Cape Town - Parliament’s discussions about regulating over-top-services (OTTs) kicked off on Tuesday with an expert saying that networks fear becoming pure infrastructure players.

OTT services such as WhatsApp and Skype offer voice and text message offerings over data networks - often at a lower cost than traditional telecom services.

But the growth of these services has caught the attention of mobile networks with the chief executive officers of both Vodacom and MTN last year calling for the regulation of OTTs. Services such as WhatsApp currently don’t contribute financially to local networks, an issue that has previously been highlighted by Vodacom [JSE:VOD] and MTN [JSE:MTN].

Subsequently, Parliament’s Portfolio Committee on Telecommunications and Postal Services set up a meeting on OTT regulation on Tuesday. The Chair of Parliament's Portfolio Committee on Telecommunications and Postal Services, Mmamoloko Kubayi, has said she initiated the meeting after she realised that OTT is becoming an issue in the industry.

Professor Alison Gillwald - the executive director of Research ICT Africa - was the first to present at the meeting.

She said that cheaper smartphones are "driving data takeup" but that "operators are anxious about becoming dumb pipes".

“Are mobile operators negatively affected by OTTs? Is anybody about to exit the market?" said Gillwald at the meeting.

She also said at the meeting that South Africa is facing other important telecommunications issues, apart from OTT.

For example, she highlighted that spectrum in the country has become a "regulatory bottleneck".

"Six years we've been meeting on this issue and nothing gets done," said Gillwald.

Gillwald also said that President Jacob Zuma's splitting of the Department of Communications in 2014 has "had a devastating effect" on the sector.

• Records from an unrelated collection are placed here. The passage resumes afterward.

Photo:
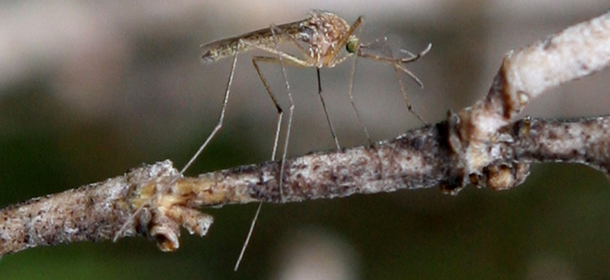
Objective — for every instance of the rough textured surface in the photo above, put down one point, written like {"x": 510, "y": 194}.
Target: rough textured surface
{"x": 479, "y": 145}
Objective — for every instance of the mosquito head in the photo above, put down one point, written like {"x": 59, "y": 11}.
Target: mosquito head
{"x": 352, "y": 44}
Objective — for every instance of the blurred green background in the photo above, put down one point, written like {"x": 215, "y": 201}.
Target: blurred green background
{"x": 91, "y": 89}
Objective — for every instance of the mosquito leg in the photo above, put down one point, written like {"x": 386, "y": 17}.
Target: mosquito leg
{"x": 351, "y": 91}
{"x": 397, "y": 69}
{"x": 255, "y": 61}
{"x": 194, "y": 157}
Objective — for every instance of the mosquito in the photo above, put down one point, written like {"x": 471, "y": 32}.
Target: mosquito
{"x": 319, "y": 40}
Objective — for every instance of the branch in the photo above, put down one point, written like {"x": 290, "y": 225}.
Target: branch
{"x": 481, "y": 145}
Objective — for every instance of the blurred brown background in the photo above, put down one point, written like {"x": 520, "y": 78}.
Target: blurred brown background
{"x": 91, "y": 89}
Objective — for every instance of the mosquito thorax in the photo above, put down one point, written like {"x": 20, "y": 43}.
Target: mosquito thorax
{"x": 352, "y": 44}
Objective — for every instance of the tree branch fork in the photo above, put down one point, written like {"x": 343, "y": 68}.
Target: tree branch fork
{"x": 482, "y": 145}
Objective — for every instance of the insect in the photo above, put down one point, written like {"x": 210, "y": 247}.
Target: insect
{"x": 319, "y": 40}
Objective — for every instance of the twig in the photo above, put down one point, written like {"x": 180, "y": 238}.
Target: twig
{"x": 480, "y": 145}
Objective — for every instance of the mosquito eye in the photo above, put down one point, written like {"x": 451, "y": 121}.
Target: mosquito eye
{"x": 352, "y": 45}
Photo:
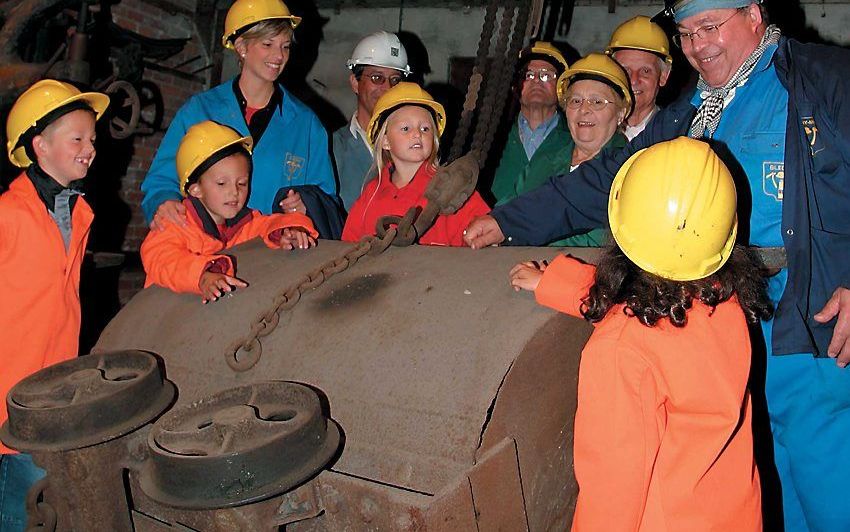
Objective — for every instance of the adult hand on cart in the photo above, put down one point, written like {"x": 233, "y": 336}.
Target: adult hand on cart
{"x": 526, "y": 275}
{"x": 483, "y": 231}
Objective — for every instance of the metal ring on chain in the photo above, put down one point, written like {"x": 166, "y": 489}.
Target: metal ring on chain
{"x": 247, "y": 352}
{"x": 316, "y": 278}
{"x": 293, "y": 296}
{"x": 379, "y": 245}
{"x": 269, "y": 321}
{"x": 245, "y": 356}
{"x": 272, "y": 318}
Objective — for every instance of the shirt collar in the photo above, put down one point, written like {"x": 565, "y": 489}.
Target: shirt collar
{"x": 48, "y": 188}
{"x": 274, "y": 102}
{"x": 543, "y": 125}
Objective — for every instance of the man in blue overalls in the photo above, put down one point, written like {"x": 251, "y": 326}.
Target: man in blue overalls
{"x": 772, "y": 108}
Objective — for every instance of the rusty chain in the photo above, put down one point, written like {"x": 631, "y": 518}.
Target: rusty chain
{"x": 245, "y": 353}
{"x": 447, "y": 191}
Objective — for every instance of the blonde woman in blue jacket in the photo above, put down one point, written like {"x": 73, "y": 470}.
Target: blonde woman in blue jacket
{"x": 290, "y": 144}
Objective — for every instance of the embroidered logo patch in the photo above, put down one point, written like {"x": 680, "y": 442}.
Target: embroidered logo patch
{"x": 293, "y": 164}
{"x": 811, "y": 129}
{"x": 773, "y": 179}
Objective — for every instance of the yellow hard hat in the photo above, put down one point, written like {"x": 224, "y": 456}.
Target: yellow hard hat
{"x": 547, "y": 51}
{"x": 640, "y": 33}
{"x": 599, "y": 66}
{"x": 404, "y": 93}
{"x": 200, "y": 143}
{"x": 245, "y": 13}
{"x": 672, "y": 210}
{"x": 36, "y": 103}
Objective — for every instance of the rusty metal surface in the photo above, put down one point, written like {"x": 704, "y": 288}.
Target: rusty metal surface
{"x": 497, "y": 490}
{"x": 537, "y": 408}
{"x": 238, "y": 446}
{"x": 85, "y": 401}
{"x": 409, "y": 347}
{"x": 86, "y": 488}
{"x": 426, "y": 358}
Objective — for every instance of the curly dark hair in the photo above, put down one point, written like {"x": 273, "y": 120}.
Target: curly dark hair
{"x": 651, "y": 298}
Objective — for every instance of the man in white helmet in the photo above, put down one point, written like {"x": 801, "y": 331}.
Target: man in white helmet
{"x": 378, "y": 62}
{"x": 641, "y": 47}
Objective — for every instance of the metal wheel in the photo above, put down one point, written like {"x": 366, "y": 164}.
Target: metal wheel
{"x": 85, "y": 401}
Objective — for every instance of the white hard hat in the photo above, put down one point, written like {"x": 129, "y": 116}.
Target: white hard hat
{"x": 381, "y": 49}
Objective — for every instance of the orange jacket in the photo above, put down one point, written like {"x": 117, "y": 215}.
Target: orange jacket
{"x": 176, "y": 256}
{"x": 40, "y": 309}
{"x": 663, "y": 435}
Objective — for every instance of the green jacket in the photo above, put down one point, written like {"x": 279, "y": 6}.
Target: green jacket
{"x": 517, "y": 175}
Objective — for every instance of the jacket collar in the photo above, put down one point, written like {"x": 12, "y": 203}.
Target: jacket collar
{"x": 225, "y": 232}
{"x": 48, "y": 188}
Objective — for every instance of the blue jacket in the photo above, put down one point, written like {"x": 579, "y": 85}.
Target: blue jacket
{"x": 815, "y": 219}
{"x": 353, "y": 164}
{"x": 292, "y": 151}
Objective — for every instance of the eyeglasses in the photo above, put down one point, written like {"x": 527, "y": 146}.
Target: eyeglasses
{"x": 380, "y": 79}
{"x": 597, "y": 104}
{"x": 545, "y": 76}
{"x": 705, "y": 32}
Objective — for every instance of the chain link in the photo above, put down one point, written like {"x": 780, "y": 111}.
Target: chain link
{"x": 245, "y": 353}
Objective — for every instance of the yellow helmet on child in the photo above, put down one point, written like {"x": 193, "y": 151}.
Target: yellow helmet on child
{"x": 200, "y": 143}
{"x": 546, "y": 51}
{"x": 245, "y": 13}
{"x": 598, "y": 66}
{"x": 404, "y": 93}
{"x": 38, "y": 102}
{"x": 640, "y": 33}
{"x": 672, "y": 210}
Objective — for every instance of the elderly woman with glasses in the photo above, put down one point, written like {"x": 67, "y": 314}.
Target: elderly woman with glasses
{"x": 595, "y": 96}
{"x": 290, "y": 144}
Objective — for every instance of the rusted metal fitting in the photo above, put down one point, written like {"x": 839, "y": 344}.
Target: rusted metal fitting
{"x": 239, "y": 446}
{"x": 85, "y": 401}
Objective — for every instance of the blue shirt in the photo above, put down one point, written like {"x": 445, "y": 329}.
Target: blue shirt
{"x": 532, "y": 139}
{"x": 292, "y": 151}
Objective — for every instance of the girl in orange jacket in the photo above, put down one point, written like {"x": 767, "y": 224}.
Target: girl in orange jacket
{"x": 663, "y": 429}
{"x": 214, "y": 166}
{"x": 405, "y": 131}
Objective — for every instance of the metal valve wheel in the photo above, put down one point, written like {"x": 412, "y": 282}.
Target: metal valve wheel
{"x": 239, "y": 446}
{"x": 85, "y": 401}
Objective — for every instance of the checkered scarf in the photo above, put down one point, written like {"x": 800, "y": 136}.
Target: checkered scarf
{"x": 714, "y": 100}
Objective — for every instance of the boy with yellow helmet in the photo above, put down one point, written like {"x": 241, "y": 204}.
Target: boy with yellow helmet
{"x": 290, "y": 144}
{"x": 44, "y": 226}
{"x": 405, "y": 131}
{"x": 214, "y": 169}
{"x": 663, "y": 429}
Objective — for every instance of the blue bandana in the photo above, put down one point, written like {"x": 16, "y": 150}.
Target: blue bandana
{"x": 688, "y": 8}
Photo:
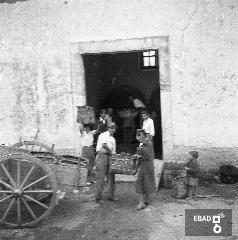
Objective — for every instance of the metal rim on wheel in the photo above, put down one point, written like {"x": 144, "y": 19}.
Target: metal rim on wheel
{"x": 18, "y": 205}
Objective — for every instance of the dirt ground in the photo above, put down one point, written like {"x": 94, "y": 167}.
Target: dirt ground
{"x": 79, "y": 217}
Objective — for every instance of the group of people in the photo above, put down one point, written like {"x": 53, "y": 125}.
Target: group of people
{"x": 103, "y": 136}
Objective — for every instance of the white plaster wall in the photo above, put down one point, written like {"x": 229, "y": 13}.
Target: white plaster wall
{"x": 36, "y": 88}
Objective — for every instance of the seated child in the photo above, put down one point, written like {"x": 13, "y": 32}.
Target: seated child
{"x": 145, "y": 183}
{"x": 191, "y": 181}
{"x": 87, "y": 138}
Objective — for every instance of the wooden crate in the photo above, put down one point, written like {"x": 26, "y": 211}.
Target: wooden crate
{"x": 85, "y": 115}
{"x": 122, "y": 163}
{"x": 71, "y": 176}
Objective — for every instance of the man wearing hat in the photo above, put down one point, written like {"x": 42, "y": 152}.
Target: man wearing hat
{"x": 148, "y": 124}
{"x": 106, "y": 146}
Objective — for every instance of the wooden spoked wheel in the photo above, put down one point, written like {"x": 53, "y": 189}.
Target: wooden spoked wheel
{"x": 40, "y": 150}
{"x": 22, "y": 179}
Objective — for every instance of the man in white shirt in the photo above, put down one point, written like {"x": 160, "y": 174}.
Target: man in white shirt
{"x": 87, "y": 138}
{"x": 148, "y": 124}
{"x": 139, "y": 106}
{"x": 106, "y": 146}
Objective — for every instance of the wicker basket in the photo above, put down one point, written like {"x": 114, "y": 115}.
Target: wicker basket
{"x": 122, "y": 163}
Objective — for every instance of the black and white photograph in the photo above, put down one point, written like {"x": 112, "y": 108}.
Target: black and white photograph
{"x": 118, "y": 119}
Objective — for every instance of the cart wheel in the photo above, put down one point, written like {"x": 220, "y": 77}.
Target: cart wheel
{"x": 39, "y": 150}
{"x": 23, "y": 178}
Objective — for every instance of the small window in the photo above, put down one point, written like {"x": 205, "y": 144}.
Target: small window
{"x": 149, "y": 59}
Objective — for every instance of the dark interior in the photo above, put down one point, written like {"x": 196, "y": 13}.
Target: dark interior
{"x": 111, "y": 78}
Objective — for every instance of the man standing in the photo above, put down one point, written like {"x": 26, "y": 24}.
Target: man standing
{"x": 139, "y": 106}
{"x": 106, "y": 146}
{"x": 148, "y": 124}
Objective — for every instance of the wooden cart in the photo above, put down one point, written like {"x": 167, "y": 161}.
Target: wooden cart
{"x": 30, "y": 183}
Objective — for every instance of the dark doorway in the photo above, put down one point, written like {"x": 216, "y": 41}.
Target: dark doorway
{"x": 111, "y": 78}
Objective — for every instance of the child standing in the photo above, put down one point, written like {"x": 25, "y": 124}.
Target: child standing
{"x": 145, "y": 183}
{"x": 191, "y": 168}
{"x": 87, "y": 137}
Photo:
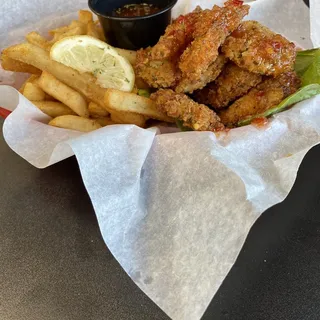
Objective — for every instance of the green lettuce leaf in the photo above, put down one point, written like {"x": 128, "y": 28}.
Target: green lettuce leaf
{"x": 302, "y": 94}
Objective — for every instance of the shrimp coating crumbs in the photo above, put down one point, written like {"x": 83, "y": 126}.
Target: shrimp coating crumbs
{"x": 232, "y": 83}
{"x": 193, "y": 115}
{"x": 156, "y": 73}
{"x": 208, "y": 76}
{"x": 203, "y": 51}
{"x": 256, "y": 48}
{"x": 265, "y": 96}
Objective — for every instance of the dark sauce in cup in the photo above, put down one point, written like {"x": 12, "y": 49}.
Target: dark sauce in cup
{"x": 135, "y": 10}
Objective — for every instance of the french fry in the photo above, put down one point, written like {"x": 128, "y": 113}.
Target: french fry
{"x": 76, "y": 23}
{"x": 128, "y": 118}
{"x": 92, "y": 31}
{"x": 130, "y": 55}
{"x": 55, "y": 88}
{"x": 129, "y": 102}
{"x": 59, "y": 30}
{"x": 85, "y": 16}
{"x": 53, "y": 108}
{"x": 104, "y": 121}
{"x": 36, "y": 39}
{"x": 84, "y": 83}
{"x": 75, "y": 123}
{"x": 97, "y": 111}
{"x": 30, "y": 79}
{"x": 33, "y": 92}
{"x": 17, "y": 66}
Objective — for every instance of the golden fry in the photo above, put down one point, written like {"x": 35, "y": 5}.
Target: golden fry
{"x": 17, "y": 66}
{"x": 63, "y": 93}
{"x": 85, "y": 16}
{"x": 100, "y": 31}
{"x": 129, "y": 102}
{"x": 53, "y": 108}
{"x": 75, "y": 123}
{"x": 97, "y": 111}
{"x": 33, "y": 92}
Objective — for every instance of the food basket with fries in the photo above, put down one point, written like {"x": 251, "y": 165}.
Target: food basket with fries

Meanwhile, Kubayi said the gathering in Parliament on Tuesday is a meeting and not a hearing into possible OTT regulation in SA.

"Get it clear colleagues, we are not here to stifle competition," said Kubayi.

But the Democratic Alliance (DA) Shadow Minister for Telecommunications and Postal Services, Marian Shinn, asked why the meeting is taking place in the first place.

"Who raised this topic? It was a complete surprise," said Shinn.

"Why are we not discussing the issue of the cost of data?" added Shinn.

Other stakeholders speaking at the meeting on Tuesday include the likes of the Department of Telecommunications and Postal Services and the Independent Communications Authority of South Africa (Icasa).